Around 8 million square feet of real estate in the Bay Area is owned by Boston Properties, as part of its more than 51 million square feet of property nationwide. Thomas said that 18 percent of tenants have reoccupied its properties in the Bay Area, far from the 52 percent recorded in New York.

“The urban downtown recovery in San Francisco continues to lag our other markets. Very few businesses have commenced their return to work, downtown streets remain quiet, much of the ground … remains closed and the city has had a very restrictive mask mandate,” Boston Properties president Doug Linde said in a phone conversation.

Seen on the screen of a device in Sausalito, Calif., Facebook CEO Mark Zuckerberg delivers the keynote address during a virtual event in October. San Francisco’s largest office landlord said the company is looking for office expansion in the Bay Area. Eric Risberg/Associated Press

The delay of San Francisco’s recovery is blamed on the health restrictions and the eagerness of tech companies to retain its remote work.

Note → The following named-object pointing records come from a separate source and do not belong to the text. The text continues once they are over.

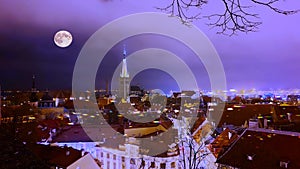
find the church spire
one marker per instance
(33, 89)
(124, 72)
(124, 52)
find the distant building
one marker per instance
(46, 101)
(124, 79)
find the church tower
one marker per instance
(124, 78)
(33, 96)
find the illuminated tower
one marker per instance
(33, 97)
(124, 78)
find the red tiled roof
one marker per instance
(261, 149)
(222, 142)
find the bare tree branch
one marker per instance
(235, 17)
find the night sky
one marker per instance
(266, 59)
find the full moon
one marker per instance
(63, 38)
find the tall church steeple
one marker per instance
(124, 72)
(33, 89)
(33, 97)
(124, 78)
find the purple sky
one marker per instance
(266, 59)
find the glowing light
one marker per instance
(63, 38)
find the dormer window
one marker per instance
(284, 164)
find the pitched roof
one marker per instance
(238, 114)
(261, 148)
(222, 142)
(62, 157)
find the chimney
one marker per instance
(229, 135)
(0, 105)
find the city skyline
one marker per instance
(256, 60)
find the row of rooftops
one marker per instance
(257, 148)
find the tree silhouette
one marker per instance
(235, 18)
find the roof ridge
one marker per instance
(232, 145)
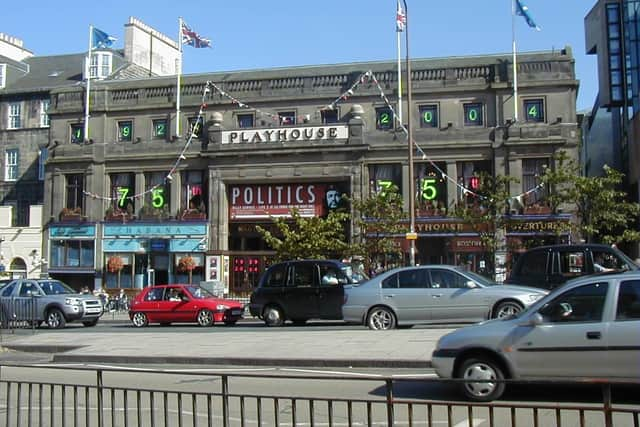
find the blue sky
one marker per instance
(253, 34)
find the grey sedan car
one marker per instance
(432, 293)
(587, 328)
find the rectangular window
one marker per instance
(11, 165)
(75, 192)
(532, 170)
(428, 116)
(14, 115)
(160, 129)
(473, 114)
(3, 74)
(195, 127)
(329, 116)
(193, 192)
(77, 133)
(245, 120)
(122, 191)
(125, 130)
(287, 117)
(100, 67)
(44, 113)
(384, 118)
(534, 110)
(43, 155)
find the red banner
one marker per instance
(266, 200)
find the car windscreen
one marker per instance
(199, 293)
(55, 287)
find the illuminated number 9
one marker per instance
(428, 189)
(122, 196)
(157, 197)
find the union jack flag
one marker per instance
(401, 19)
(192, 38)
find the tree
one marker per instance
(377, 220)
(603, 211)
(309, 238)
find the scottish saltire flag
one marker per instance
(192, 38)
(100, 39)
(523, 10)
(401, 19)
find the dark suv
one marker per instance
(301, 290)
(550, 266)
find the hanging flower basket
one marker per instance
(114, 264)
(186, 264)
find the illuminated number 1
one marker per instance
(428, 189)
(157, 197)
(122, 196)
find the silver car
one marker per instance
(432, 293)
(587, 328)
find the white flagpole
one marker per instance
(179, 77)
(88, 72)
(515, 64)
(399, 73)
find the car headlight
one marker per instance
(531, 298)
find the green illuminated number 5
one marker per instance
(428, 189)
(157, 197)
(122, 196)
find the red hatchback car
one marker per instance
(166, 304)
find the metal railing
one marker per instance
(97, 397)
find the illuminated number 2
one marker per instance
(157, 197)
(122, 196)
(428, 189)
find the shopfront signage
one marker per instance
(266, 200)
(288, 134)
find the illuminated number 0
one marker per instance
(428, 189)
(122, 196)
(157, 197)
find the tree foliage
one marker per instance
(309, 237)
(378, 219)
(603, 211)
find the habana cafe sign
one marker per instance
(261, 201)
(288, 134)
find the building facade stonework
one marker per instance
(255, 144)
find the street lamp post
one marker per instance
(412, 201)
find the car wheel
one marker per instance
(55, 319)
(381, 319)
(273, 316)
(506, 309)
(205, 318)
(482, 369)
(139, 319)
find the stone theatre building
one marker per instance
(148, 189)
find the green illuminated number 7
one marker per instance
(157, 197)
(428, 189)
(122, 196)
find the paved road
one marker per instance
(299, 346)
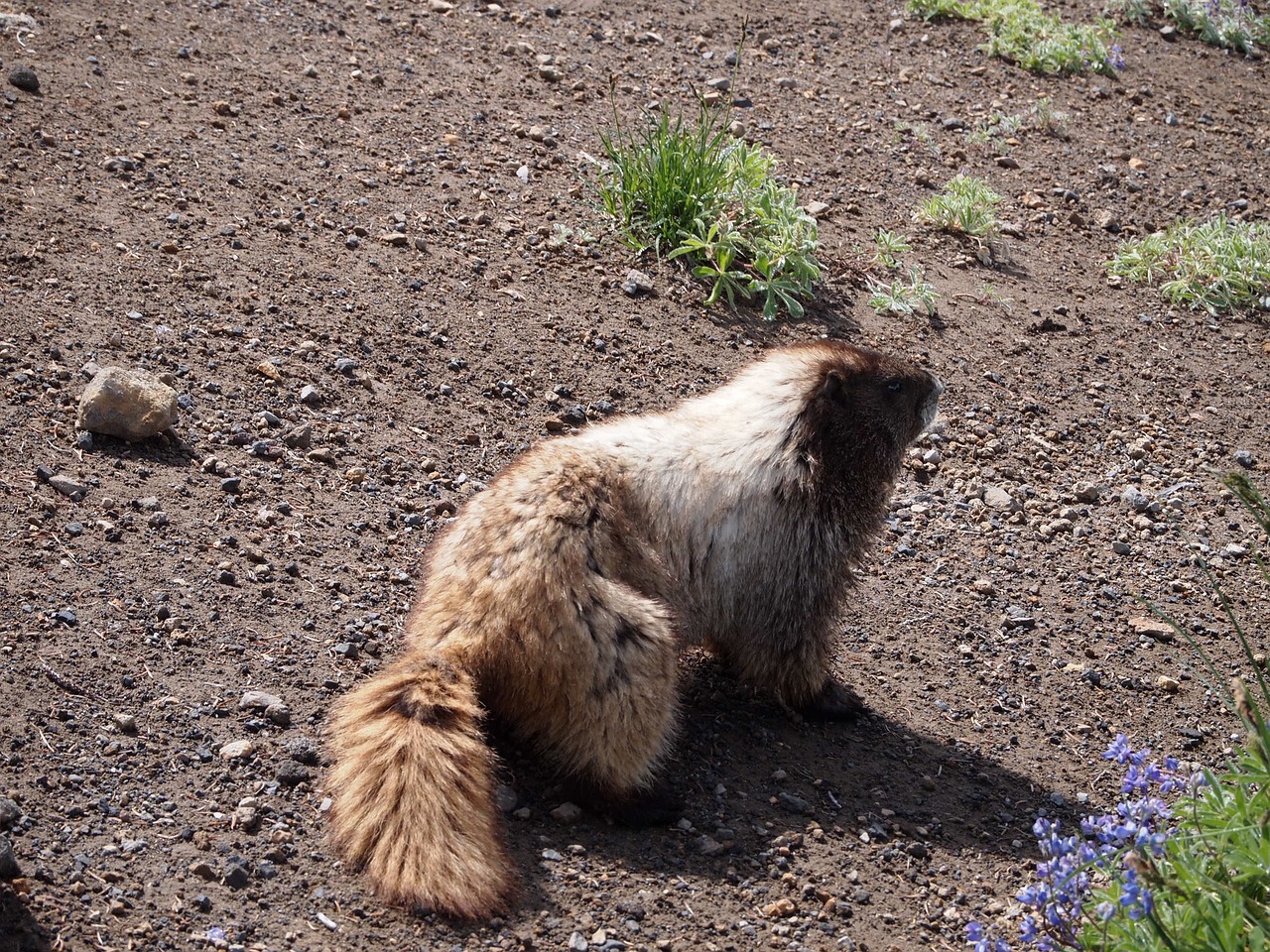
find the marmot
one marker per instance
(561, 597)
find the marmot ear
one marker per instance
(833, 388)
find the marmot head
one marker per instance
(864, 411)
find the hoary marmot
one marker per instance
(561, 598)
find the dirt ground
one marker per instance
(238, 194)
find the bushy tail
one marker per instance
(413, 789)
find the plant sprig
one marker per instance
(688, 189)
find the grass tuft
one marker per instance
(1023, 33)
(966, 204)
(688, 189)
(1218, 266)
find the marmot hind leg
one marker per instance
(611, 712)
(798, 673)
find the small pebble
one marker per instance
(24, 79)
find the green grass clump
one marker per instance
(901, 296)
(965, 206)
(1023, 33)
(1230, 24)
(688, 189)
(1218, 266)
(994, 132)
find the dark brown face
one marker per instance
(884, 399)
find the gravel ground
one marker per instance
(354, 240)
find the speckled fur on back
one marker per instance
(562, 595)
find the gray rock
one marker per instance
(8, 861)
(303, 749)
(132, 405)
(126, 722)
(300, 436)
(638, 284)
(9, 811)
(258, 699)
(1086, 492)
(67, 486)
(997, 498)
(238, 749)
(793, 803)
(1134, 498)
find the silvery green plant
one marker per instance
(1219, 266)
(1023, 33)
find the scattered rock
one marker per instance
(24, 79)
(9, 869)
(289, 774)
(997, 498)
(67, 486)
(238, 751)
(236, 876)
(794, 803)
(1152, 627)
(638, 285)
(567, 812)
(1106, 221)
(128, 404)
(126, 722)
(781, 909)
(1086, 492)
(9, 812)
(303, 749)
(258, 699)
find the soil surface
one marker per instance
(388, 202)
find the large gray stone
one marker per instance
(128, 404)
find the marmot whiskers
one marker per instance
(561, 598)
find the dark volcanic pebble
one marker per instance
(24, 79)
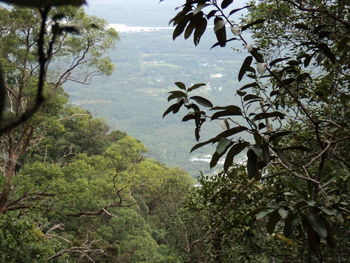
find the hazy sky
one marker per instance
(138, 12)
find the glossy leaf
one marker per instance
(222, 145)
(196, 86)
(199, 31)
(226, 3)
(274, 218)
(202, 101)
(318, 225)
(45, 3)
(256, 22)
(234, 150)
(244, 67)
(180, 85)
(220, 31)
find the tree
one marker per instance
(294, 108)
(20, 32)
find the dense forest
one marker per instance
(74, 190)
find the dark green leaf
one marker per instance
(225, 113)
(198, 145)
(256, 22)
(193, 24)
(327, 52)
(264, 213)
(220, 31)
(173, 108)
(289, 225)
(181, 26)
(252, 165)
(226, 3)
(283, 212)
(318, 225)
(250, 85)
(244, 67)
(274, 218)
(223, 145)
(202, 101)
(180, 85)
(235, 150)
(214, 159)
(199, 31)
(196, 86)
(2, 93)
(241, 93)
(189, 116)
(251, 97)
(238, 9)
(265, 115)
(274, 62)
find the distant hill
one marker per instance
(148, 62)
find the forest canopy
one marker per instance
(72, 190)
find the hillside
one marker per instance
(133, 99)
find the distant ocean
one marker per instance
(122, 28)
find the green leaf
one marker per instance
(222, 145)
(189, 116)
(264, 213)
(241, 93)
(289, 225)
(45, 3)
(220, 31)
(226, 3)
(318, 225)
(201, 144)
(193, 24)
(235, 150)
(230, 132)
(252, 165)
(327, 52)
(250, 85)
(256, 22)
(196, 86)
(199, 31)
(246, 64)
(283, 212)
(328, 211)
(176, 94)
(2, 93)
(266, 115)
(180, 85)
(238, 9)
(173, 108)
(231, 112)
(181, 26)
(214, 160)
(274, 218)
(202, 101)
(274, 62)
(251, 97)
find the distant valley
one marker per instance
(133, 99)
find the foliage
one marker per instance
(294, 108)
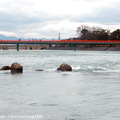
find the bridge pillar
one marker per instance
(17, 47)
(75, 47)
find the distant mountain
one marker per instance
(3, 37)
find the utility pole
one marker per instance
(59, 36)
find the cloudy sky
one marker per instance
(47, 18)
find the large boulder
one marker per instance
(65, 67)
(6, 68)
(16, 68)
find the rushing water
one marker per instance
(90, 92)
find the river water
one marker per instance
(90, 92)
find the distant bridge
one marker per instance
(73, 42)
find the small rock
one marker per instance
(6, 68)
(39, 70)
(16, 68)
(65, 67)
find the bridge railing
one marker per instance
(60, 41)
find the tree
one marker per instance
(92, 33)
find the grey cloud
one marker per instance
(104, 15)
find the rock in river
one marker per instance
(16, 68)
(65, 67)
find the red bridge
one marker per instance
(74, 42)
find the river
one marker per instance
(90, 92)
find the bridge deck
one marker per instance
(59, 41)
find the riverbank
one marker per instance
(107, 48)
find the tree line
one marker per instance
(96, 33)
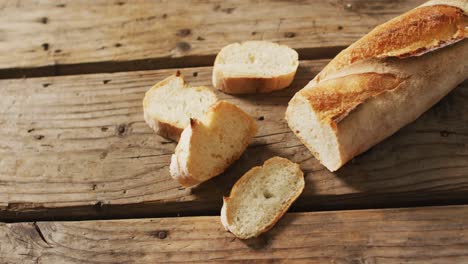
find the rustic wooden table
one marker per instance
(84, 179)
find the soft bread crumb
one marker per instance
(209, 146)
(260, 197)
(169, 105)
(254, 66)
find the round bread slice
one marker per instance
(208, 147)
(169, 105)
(260, 197)
(254, 67)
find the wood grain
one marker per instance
(416, 235)
(40, 38)
(77, 146)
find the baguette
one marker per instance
(208, 146)
(254, 67)
(169, 105)
(382, 82)
(260, 197)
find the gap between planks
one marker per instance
(145, 64)
(415, 235)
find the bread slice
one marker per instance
(254, 67)
(260, 197)
(208, 146)
(169, 105)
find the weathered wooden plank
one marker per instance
(416, 235)
(77, 146)
(39, 38)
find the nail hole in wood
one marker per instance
(183, 46)
(289, 35)
(184, 32)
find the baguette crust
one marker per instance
(415, 33)
(245, 85)
(383, 82)
(226, 214)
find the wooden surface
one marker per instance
(69, 37)
(417, 235)
(78, 145)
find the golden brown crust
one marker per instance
(334, 99)
(414, 33)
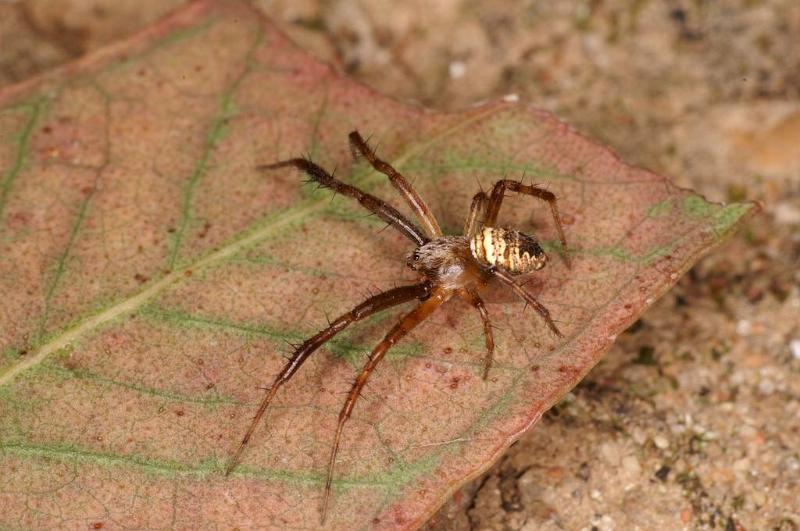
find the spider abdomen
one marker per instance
(510, 249)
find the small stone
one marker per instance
(631, 465)
(661, 442)
(759, 498)
(457, 69)
(743, 327)
(747, 431)
(787, 214)
(742, 465)
(794, 347)
(766, 387)
(610, 453)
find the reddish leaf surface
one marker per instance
(150, 278)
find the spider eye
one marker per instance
(531, 247)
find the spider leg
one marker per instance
(476, 210)
(374, 304)
(403, 327)
(417, 204)
(496, 199)
(475, 300)
(506, 278)
(377, 206)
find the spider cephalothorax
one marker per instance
(448, 266)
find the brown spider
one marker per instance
(448, 266)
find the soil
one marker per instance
(693, 418)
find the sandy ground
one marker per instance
(693, 418)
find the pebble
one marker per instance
(766, 387)
(747, 431)
(759, 498)
(741, 465)
(457, 69)
(610, 453)
(794, 347)
(631, 465)
(787, 214)
(661, 442)
(743, 327)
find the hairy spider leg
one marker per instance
(372, 305)
(506, 278)
(496, 199)
(472, 297)
(400, 183)
(375, 205)
(403, 327)
(476, 211)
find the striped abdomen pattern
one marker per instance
(510, 249)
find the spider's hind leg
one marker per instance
(496, 200)
(372, 305)
(477, 211)
(403, 327)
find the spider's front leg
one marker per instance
(403, 327)
(496, 200)
(377, 206)
(374, 304)
(477, 210)
(417, 204)
(472, 297)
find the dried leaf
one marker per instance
(151, 277)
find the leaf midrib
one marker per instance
(284, 218)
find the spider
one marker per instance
(448, 266)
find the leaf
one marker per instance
(151, 278)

“COVID has had the biggest impact on San Francisco of all the markets where we operate. And I think a lot of that has been the technology tenants in some ways, leading the way on work from home and second, the very restrictive COVID mandates that have been put in place. And the lifting of those mandates has lagged all of our other cities and that’s undoubtedly had an impact on the census data that I mentioned earlier,” Thomas said.

“That all being said, San Francisco remains arguably the technology capital of the world. It’s got the largest cluster of computer science workers certainly in the United States. And we believe in the long term recovery of the San Francisco market, but I do think it will lag our other markets.”